Peter Landau
Quick Facts
Biography
Peter Landau (born 26 February 1935 in Berlin) is a German jurist, legal historian and expert on canon law.
After going to school in Berlin and Eisenberg, Thuringia, Landau studied law, history, and philosophy at the Free University of Berlin, at University of Freiburg, and University of Bonn. After graduating, he served as the assistant of Stephan Kuttner at Yale University. After his doctoral promotion in 1964 and a habilitating in 1964, Landau accepted a call to University of Regensburg where he became a regular professor. In 1970/71 he served as Prorector of that university and in 1978/79 he was the Dean of the faculty of law. His career includes research at University of California, Berkeley (1977) and a lecturer's post as a visiting professor at University of Chicago (1984). In 1985 he was accepted into the Bavarian Academy of Sciences and Humanities. When Landau had rejected calls to University of Frankfurt and University of California, Berkeley, he became professor of German legal history, recent history of private law, church law, civil law, and for philosophy of law and politics at University of Munich. This office included the post as director of the Leopold Wenger Institute for Legal History. While in Munich, Landau served also as the dean of the Legal Faculty from 1993 to 1995.
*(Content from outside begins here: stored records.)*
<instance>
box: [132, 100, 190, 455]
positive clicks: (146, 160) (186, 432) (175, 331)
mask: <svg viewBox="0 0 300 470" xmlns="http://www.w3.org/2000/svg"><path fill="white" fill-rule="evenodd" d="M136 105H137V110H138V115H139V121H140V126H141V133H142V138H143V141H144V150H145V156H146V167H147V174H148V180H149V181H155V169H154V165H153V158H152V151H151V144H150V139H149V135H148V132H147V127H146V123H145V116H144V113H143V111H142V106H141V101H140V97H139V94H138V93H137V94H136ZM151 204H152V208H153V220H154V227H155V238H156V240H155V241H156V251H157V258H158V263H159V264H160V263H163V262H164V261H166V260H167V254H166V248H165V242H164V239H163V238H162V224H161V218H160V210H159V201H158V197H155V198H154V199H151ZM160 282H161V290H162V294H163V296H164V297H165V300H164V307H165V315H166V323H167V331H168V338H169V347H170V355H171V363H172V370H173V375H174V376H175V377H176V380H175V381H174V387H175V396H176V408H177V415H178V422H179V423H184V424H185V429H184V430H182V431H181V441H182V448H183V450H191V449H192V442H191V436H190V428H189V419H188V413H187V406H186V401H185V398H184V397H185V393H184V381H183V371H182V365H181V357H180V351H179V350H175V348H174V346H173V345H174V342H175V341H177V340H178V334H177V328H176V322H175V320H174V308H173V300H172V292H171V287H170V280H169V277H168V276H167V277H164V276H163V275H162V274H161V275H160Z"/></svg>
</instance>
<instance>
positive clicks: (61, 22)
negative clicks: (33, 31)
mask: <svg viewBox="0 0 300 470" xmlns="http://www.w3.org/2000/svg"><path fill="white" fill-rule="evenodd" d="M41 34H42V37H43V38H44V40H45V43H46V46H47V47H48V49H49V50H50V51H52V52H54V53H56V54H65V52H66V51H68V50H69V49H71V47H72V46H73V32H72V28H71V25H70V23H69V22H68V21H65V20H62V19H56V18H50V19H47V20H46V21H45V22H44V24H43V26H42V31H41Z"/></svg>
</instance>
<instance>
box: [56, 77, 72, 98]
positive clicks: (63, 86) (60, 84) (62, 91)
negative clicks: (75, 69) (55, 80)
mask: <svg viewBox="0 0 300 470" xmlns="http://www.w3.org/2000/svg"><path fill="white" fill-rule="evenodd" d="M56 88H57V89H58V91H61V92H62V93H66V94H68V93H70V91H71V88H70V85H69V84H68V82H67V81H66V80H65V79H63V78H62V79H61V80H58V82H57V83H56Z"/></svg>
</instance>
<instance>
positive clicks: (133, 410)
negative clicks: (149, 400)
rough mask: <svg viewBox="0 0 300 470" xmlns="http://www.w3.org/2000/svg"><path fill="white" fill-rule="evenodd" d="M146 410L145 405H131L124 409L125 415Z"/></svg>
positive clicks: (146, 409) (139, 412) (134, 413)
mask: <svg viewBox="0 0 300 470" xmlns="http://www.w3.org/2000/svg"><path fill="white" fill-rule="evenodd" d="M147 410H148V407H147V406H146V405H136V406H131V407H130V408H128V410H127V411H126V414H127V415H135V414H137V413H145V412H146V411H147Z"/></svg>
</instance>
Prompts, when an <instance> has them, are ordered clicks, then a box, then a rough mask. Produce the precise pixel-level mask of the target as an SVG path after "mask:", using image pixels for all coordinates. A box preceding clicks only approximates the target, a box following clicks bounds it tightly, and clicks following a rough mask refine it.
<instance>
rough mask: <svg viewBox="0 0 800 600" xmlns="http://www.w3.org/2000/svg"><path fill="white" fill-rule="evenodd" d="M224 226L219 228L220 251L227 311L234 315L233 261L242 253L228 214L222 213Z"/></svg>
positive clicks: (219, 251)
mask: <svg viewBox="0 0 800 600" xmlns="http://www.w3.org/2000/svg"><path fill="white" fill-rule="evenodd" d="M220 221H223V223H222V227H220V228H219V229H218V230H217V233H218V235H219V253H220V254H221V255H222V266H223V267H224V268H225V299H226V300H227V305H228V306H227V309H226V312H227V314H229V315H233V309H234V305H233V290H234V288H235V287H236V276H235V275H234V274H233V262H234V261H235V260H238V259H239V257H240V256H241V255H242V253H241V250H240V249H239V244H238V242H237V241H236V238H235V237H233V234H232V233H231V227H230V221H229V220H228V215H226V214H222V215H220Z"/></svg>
In 1990/91 Landau visited the Institute for Advanced Study at Princeton University. He was president of the Society for Medieval Canon Law at Zurich, Switzerland, from 1988 to 2000 and since 1993 he is a member of the advisory board of the Max Planck Institute for European History of Law at Frankfurt am Main. He is also president of the Stephan Kuttner Institute of Medieval Canon Law. Landau is considered one of the leading experts on canon law worldwide and has mostly worked on medieval church law, and evangelical church law. He is moreover interested in philosophy of law and political philosophy. Landau holds honorary doctorates of the Institute of Canon Law at University of Munich, of University of Basel and Panthéon-Assas University.